1- na continuidade da pesquisa etnográfica de cunho participativo que está à raiz da contribuição da linha de investigação adotada pela equipe de pesquisa com foco na Maré; e

2- em perspectiva crítica que confronte seus resultados com os demais trabalhos desenvolvidos no âmbito do Laboratório de Etnomusicologia (temáticas como intolerância religiosa, lutas identitárias de indígenas e negros, gênero em escolas da rede pública, carnaval e ocupação do espaço público) e com fontes levantadas em âmbito e escala que permitam transcender-se estudos de caso e colocar em questão princípios teórico-metodológicos de pertinência à temática.

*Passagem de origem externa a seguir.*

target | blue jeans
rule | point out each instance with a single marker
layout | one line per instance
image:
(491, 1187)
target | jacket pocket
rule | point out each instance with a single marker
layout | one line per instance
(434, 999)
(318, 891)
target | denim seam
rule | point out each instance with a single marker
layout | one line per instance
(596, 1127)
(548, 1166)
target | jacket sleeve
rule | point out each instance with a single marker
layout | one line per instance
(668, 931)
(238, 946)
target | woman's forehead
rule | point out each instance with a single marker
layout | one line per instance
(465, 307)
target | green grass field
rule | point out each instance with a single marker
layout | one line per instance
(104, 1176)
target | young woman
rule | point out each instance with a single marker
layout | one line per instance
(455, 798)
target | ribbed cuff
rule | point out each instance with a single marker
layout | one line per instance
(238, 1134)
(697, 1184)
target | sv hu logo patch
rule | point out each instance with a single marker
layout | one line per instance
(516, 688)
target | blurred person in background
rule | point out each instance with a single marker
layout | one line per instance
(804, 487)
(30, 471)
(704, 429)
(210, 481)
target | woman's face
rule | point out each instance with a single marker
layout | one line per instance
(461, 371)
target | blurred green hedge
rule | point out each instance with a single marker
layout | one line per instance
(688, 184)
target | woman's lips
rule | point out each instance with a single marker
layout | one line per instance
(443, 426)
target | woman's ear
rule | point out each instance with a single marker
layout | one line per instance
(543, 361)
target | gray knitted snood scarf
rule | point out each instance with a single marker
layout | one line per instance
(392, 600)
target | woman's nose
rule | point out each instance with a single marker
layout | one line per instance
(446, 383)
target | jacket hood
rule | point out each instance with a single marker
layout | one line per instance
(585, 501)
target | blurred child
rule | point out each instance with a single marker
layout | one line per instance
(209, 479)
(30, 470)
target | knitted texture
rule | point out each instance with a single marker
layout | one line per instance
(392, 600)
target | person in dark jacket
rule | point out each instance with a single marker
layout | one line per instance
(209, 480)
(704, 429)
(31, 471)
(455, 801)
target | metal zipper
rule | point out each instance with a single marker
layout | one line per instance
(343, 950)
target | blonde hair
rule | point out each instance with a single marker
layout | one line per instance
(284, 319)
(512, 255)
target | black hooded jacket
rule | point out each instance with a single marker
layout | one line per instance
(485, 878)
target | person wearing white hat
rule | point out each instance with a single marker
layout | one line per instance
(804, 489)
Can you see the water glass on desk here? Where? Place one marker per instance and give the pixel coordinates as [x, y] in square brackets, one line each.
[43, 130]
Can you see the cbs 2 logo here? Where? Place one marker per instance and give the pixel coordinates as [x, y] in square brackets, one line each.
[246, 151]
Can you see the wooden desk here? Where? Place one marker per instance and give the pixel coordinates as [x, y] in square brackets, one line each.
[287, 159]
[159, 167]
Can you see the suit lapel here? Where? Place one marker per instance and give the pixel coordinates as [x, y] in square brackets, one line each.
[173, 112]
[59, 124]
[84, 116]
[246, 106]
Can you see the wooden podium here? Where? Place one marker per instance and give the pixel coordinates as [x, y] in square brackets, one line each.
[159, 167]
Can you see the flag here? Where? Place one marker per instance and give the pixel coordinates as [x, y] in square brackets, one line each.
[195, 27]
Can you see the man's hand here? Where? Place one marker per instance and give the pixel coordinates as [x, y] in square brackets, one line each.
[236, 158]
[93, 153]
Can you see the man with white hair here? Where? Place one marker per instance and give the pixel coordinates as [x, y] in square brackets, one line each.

A produção recente no campo da assim chamada etnomusicologia aplicada a questões como política, políticas públicas, bem-estar, equilíbrio ecológico (ver RICE, 2014; TITON e PETTAN, 2015) ou abordagens críticas do ensino superior de música (ARAUJO e SALGADO E SILVA 2011; MOORE, 2017) vem ressaltando as injunções sociopolíticas sobre a atividade musical e as paisagens sonoras em tempos de crescente reforço à primazia do mercado sobre o bem-estar-social e consequente confusão entre os âmbitos públicos e privados na vida social. Para ater-nos tão somente ao campo da etnomusicologia, percebe-se claramente tal ênfase na atividade recente das principais sociedades de âmbito local ou internacional como a Associação Brasileira de Etnomusicologia, a Sociedade Ibérica de Etnomusicologia, a Society for Ethnomusicology sediada nos EUA e o International Council for Traditional Music. As duas últimas, respectivamente a maior em número de associados e a maior em abrangência internacional, tomaram o tópico Reengaging Ethnomusicological Praxis, como tópico de seu primeiro fórum conjunto em mais de meio século de existência, em Limerick, Irlanda, no ano de 2015, cuja proposta formal teve seu primeiro rascunho escrito pelo autor do presente projeto. Em 2015, publicou-se também, em número especial do periódico World of Music (LUHNING e DE TUGNY, orgs., 2015), uma primeira versão, em inglês, de uma significativa coletânea da etnomusicologia produzida mais recentemente no Brasil, evidenciando o compromisso desse campo acadêmico com questões de interesse público visando à promoção de justiça social. A mesma coletânea, agora em língua portuguesa, veio a ser publicada no Brasil em 2017 pela Editora da UFBA (com a adição de um prefácio do autor do presente projetode estudos da etnomusicologia) demonstrando o enraizamento de tais preocupações na preocupação do campo tal e qual constituído nos principais núcleos de pesquisa em universidades do país. Tais esforços de mapeamento dessa produção, em que pese conterem introduções que buscam analisar as inter-relações entre as distintas contribuições, ainda carecem de um esforço de síntese mais intenso e de confronto mais exaustivo com literatura de abrangência internacional, razão de ser da presente proposta.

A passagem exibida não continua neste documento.